You are viewing a plain text version of this content. The canonical link for it is here.
Posted to dev@commons.apache.org by sebb <se...@gmail.com> on 2009/03/29 14:31:07 UTC

[COMPRESS] Changeset ideas

The current ChangeSet API allows for:
+ deletion of entries by name
+ addition of entries by ArchiveEntry and InputStream.

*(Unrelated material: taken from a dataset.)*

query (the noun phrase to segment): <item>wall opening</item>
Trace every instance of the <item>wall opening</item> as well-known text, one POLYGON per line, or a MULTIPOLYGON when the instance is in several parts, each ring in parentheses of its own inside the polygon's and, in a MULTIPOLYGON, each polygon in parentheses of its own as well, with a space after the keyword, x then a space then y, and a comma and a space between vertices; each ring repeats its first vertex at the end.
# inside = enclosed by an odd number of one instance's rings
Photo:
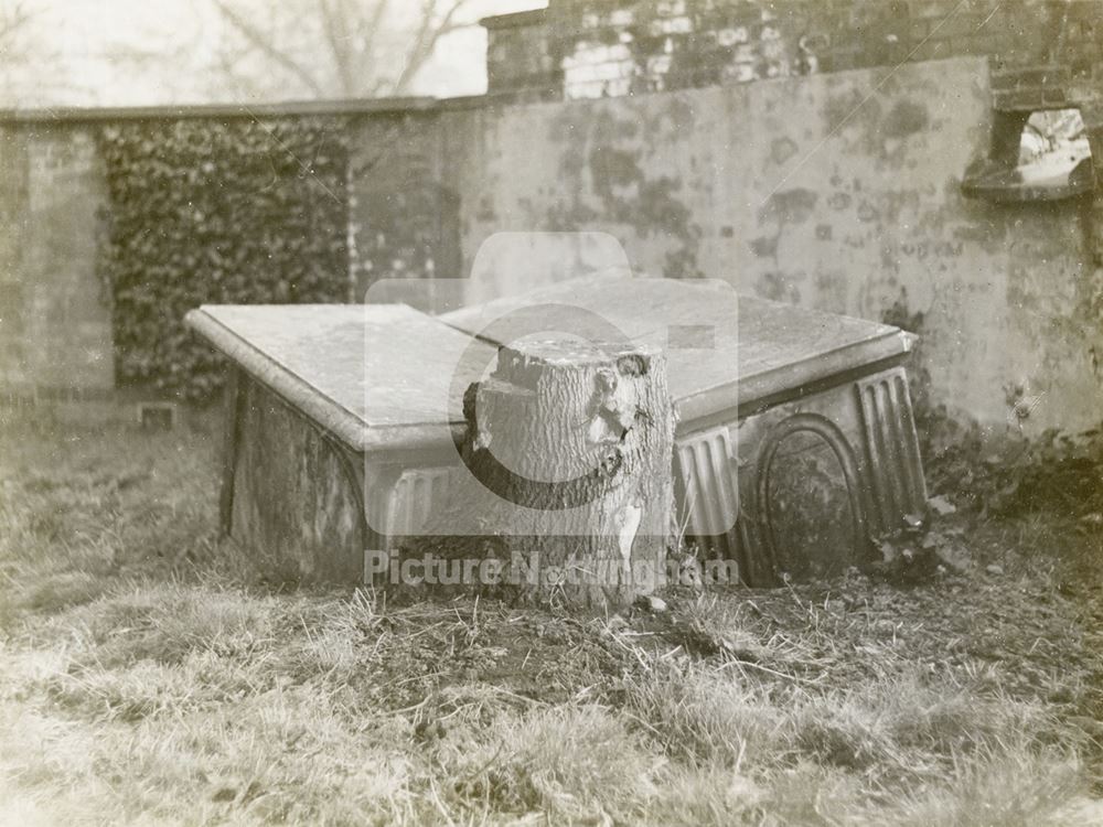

This is fine as far as it goes, but I think it would be useful to add:
+ addition of entries by File
+ replacement of an existing named entry by File or Entry+InputStream

It may also be useful to allow the location of new entries to be
specified. For example, one might want to add META-INF data at the
front of an archive. It would be useful to specify the locations as:
+ start
+ end

[I'm not sure if there is a use-case for adding entries relative to an
existing entry, and it would complicate the processing. None of the
archivers I have used allow this.]

I think it would be quite easy to implement:
+ open output file, add any starting entries
+ for each input entry, either copy, skip or replace with new entry
+ at end of input, add any final entries.
+ close archive files

This could be achieved with:
+ HashSet containing names to be deleted
+ HashMap containing new entries for existing names
+ 2 Lists for new entries.

Using Hashes would avoid scanning the list.
Also, I don't think any of the above would need to be updated during
perform(), which would allow them to be re-used on another archive.

However, the creation of the collections would be slightly more involved.

It would probably be useful to have a "NewEntry" class which either
has a File, or has an InputStream + ArchiveEntry to describe it.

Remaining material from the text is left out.